Interessante notar as pinças com que o Luís (que é da Lourinhã, chão templário) aceitou pegar no mito do Coronel Marcelino: reconhecendo que se tratava de um tema fracturante. Tal como a guerra colonial, que durante muito tempo foi um injusto tabu, imposto à sociedade portuguesa, ignomínia que muitos pagaram com a vida (não estou a falar obviamente daqueles que lá ficaram, mas do tempo de "paz", e conheci bastantes), outros com o sono, ou de outras formas dolorosas. Jovens que foram obrigados a ir para uma guerra que não compreendiam, pela teimosia já senil de um governante (por mais legitimidade e habilidade que possa ter tido in ilo tempore), a maior parte das vezes completamente despreparados (Maia queixa-se nas suas memórias que muitos nem um garrote sabiam fazer), para depois serem tratados como bandidos. São decerto sequelas interiores bem maiores que aquelas que deixa o racismo, que é externo, se não o deixarmos insidiosamente penetrar. E, ao contrário das ideias feitas que por aí abundam à esquerda fascizóide, os antigos combatentes, na sua imensa maioria, não só não são racistas, como não alimentam qualquer espírito revanchista, e aqueles que tiveram a sorte de ter condições económicas para isso, estabeleceram uma relação de amor com o seu antigo teatro de operações... aconteceu isso com o DFE8, cujos homens vieram recentemente a Bissau (cheguei a marcar encontro na garagem do Toni, onde ocupámos por inteiro aquela que alguns chamam "zona libertada"), reconhecendo unanimemente que foi muito salutar. Não ficaria caro, ao Estado português, no âmbito da política de cooperação, criar uma política de turismo sénior exorcizante, a bem da saúde mental daqueles perante quem a nação tem uma imensa dívida de sangue. Aliás, são a prova ainda viva que a história poderia ter sido outra e que podemos no futuro reencontrar espaços de autêntico reencontro.
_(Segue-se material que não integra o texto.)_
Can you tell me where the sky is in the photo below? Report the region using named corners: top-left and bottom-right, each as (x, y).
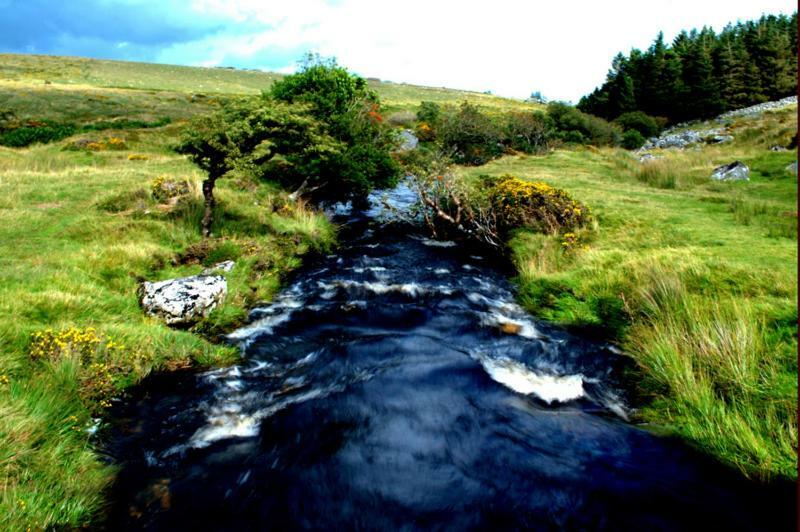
top-left (0, 0), bottom-right (796, 102)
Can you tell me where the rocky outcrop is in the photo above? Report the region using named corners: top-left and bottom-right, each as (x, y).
top-left (639, 153), bottom-right (664, 163)
top-left (642, 96), bottom-right (797, 150)
top-left (718, 96), bottom-right (797, 120)
top-left (711, 161), bottom-right (750, 181)
top-left (139, 275), bottom-right (228, 325)
top-left (642, 128), bottom-right (733, 150)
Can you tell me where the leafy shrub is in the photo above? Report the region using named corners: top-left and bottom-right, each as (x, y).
top-left (491, 175), bottom-right (591, 234)
top-left (386, 111), bottom-right (417, 127)
top-left (270, 54), bottom-right (399, 202)
top-left (437, 102), bottom-right (504, 165)
top-left (268, 54), bottom-right (378, 129)
top-left (177, 100), bottom-right (346, 236)
top-left (614, 111), bottom-right (661, 138)
top-left (547, 102), bottom-right (622, 146)
top-left (150, 175), bottom-right (191, 203)
top-left (417, 102), bottom-right (442, 126)
top-left (504, 112), bottom-right (551, 153)
top-left (0, 120), bottom-right (76, 148)
top-left (622, 129), bottom-right (645, 150)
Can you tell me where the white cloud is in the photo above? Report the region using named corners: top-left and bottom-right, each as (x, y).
top-left (180, 0), bottom-right (795, 101)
Enfim, apenas para dizer que o texto sobre o Marcelino foi extraído dessa magnífica base de dados, esperando que esta seja devidamente valorizada, estimulando a sua universalização sistemática a todos os antigos combatentes ainda vivos, para que possamos completar esse puzzle, verdadeiro quebra-cabeças...
Não há desculpa para a ignorância sistémica que os papagueadores de refrões básicos e mentirosos se arrogam em difundir, com ar doutoral de intelectualóides baratos. Estudem a vossa história, antes de aspirarem a uma engenharia social obsoleta. O caso Marcelino da Mata teve um saudável efeito, do despertar da apatia o povo português. E ainda bem. Uma vez mais, meu Coronel, um imenso obrigado.